Milhares de autores buscaram conceituar o “terrorismo” negando suas causas primárias. Condenaram as práticas que negam o direito à vida de “civis inocentes”, mas encobriram o fato de tratar-se de expedientes corriqueiros no exercício do poder.

A suprema estratégia guerreira é submeter o inimigo sem lutar. Neste afã, a exibição de força inexcedível é usual. A disseminação do terror foi prática de colonizadores, Estados autocráticos, monopolizadores da riqueza, intérpretes de divindades e contestadores da ordem.

A busca da supremacia guerreira orientou a superação de limites tecnológicos e constrangimentos morais. Confrontos de vida e morte suspendem regras e convenções que atrapalhem a vitória.

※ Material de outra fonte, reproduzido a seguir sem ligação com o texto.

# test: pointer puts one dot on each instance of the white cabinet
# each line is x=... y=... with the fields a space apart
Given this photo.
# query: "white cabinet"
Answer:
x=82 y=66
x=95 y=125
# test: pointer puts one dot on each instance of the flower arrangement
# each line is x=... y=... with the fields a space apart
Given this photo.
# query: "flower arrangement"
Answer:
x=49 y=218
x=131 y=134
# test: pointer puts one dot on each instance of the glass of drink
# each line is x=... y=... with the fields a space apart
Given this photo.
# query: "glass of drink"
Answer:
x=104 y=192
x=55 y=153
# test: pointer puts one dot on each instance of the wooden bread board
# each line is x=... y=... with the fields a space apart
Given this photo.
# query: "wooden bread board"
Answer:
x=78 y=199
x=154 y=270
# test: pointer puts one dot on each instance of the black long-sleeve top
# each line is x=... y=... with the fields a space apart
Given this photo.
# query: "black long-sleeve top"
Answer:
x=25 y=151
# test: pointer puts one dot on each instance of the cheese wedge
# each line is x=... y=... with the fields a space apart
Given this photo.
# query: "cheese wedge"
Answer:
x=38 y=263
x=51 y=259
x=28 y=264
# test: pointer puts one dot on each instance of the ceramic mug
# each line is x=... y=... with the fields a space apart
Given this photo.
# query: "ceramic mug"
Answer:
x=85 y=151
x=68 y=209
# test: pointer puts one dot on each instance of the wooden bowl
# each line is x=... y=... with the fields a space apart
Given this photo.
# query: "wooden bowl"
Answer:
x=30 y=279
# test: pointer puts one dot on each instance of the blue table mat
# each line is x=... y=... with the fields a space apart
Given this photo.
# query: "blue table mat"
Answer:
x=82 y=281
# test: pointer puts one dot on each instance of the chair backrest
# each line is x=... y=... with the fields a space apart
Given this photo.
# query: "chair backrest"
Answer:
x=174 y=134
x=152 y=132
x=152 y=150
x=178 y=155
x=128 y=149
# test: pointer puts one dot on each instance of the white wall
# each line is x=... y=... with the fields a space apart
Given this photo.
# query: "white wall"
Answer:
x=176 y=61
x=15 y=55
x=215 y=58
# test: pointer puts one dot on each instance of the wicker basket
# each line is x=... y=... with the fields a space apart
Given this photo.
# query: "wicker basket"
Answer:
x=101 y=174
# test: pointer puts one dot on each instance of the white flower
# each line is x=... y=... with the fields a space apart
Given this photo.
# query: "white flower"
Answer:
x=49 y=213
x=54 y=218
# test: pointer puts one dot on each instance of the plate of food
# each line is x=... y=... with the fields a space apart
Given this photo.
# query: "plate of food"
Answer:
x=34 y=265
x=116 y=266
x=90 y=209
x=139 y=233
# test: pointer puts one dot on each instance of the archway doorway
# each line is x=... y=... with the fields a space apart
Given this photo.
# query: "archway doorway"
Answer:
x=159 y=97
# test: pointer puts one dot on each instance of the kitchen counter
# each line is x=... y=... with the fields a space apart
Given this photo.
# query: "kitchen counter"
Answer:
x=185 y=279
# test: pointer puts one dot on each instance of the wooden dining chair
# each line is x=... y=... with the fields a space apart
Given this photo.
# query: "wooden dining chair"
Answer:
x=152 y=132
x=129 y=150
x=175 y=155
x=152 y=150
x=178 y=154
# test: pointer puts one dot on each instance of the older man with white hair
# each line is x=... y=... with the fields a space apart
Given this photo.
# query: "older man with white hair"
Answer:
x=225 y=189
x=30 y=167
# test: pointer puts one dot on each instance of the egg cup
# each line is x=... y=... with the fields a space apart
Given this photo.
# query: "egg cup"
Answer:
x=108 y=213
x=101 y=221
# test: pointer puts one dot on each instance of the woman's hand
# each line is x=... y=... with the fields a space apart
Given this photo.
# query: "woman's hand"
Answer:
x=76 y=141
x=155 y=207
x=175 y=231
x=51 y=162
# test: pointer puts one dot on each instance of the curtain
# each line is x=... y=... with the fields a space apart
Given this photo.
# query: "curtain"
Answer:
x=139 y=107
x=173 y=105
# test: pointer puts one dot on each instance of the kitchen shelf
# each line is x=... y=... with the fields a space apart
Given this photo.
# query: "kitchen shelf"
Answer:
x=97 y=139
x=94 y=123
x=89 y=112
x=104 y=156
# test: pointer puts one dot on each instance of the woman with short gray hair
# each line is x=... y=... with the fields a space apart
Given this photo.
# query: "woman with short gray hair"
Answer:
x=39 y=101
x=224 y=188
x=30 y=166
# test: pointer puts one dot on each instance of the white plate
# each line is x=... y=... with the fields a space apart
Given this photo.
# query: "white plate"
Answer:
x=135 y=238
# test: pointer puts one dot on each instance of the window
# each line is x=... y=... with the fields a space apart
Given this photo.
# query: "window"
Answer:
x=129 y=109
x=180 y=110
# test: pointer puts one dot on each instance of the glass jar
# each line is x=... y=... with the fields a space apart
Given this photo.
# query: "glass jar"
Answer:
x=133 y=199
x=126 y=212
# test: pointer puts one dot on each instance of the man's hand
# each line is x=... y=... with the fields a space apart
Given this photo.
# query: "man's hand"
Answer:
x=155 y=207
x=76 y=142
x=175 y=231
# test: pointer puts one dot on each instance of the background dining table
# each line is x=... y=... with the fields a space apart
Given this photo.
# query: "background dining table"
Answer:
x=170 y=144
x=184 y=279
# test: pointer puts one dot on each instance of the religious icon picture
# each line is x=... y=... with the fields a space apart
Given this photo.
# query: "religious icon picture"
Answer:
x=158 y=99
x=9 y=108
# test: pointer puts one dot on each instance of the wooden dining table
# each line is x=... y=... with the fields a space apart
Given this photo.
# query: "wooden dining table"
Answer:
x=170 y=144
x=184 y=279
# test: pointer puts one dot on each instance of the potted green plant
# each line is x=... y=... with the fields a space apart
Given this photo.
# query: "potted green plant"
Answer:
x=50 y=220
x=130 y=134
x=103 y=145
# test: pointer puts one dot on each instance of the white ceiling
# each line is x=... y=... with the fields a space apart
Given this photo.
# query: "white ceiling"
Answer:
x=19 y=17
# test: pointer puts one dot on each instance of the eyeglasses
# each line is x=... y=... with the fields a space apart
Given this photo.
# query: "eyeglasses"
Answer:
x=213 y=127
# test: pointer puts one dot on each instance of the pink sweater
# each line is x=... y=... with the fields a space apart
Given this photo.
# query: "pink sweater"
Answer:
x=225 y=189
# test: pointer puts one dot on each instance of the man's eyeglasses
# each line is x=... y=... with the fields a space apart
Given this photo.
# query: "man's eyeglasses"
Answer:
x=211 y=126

O guerreiro moderno, querendo diferenciar-se do “primitivo”, inventou “crimes de guerra” tipificados em leis internacionais inócuas, chanceladas por uma fantasiosa “comunidade internacional”, mas persistiu agindo, em essência, como seus antepassados.

Na guerra, sempre valeu disseminar doenças no seio do adversário, privá-lo de água, comida e remédios, fomentar discórdias internas, isolá-lo de eventuais aliados, desmoralizar suas crenças sagradas, produzir choques cognitivos que o deixem confuso, induzir posturas sociais, assassinar seletivamente, enfim, desprovê-lo de elã. Vale tudo, menos a derrota.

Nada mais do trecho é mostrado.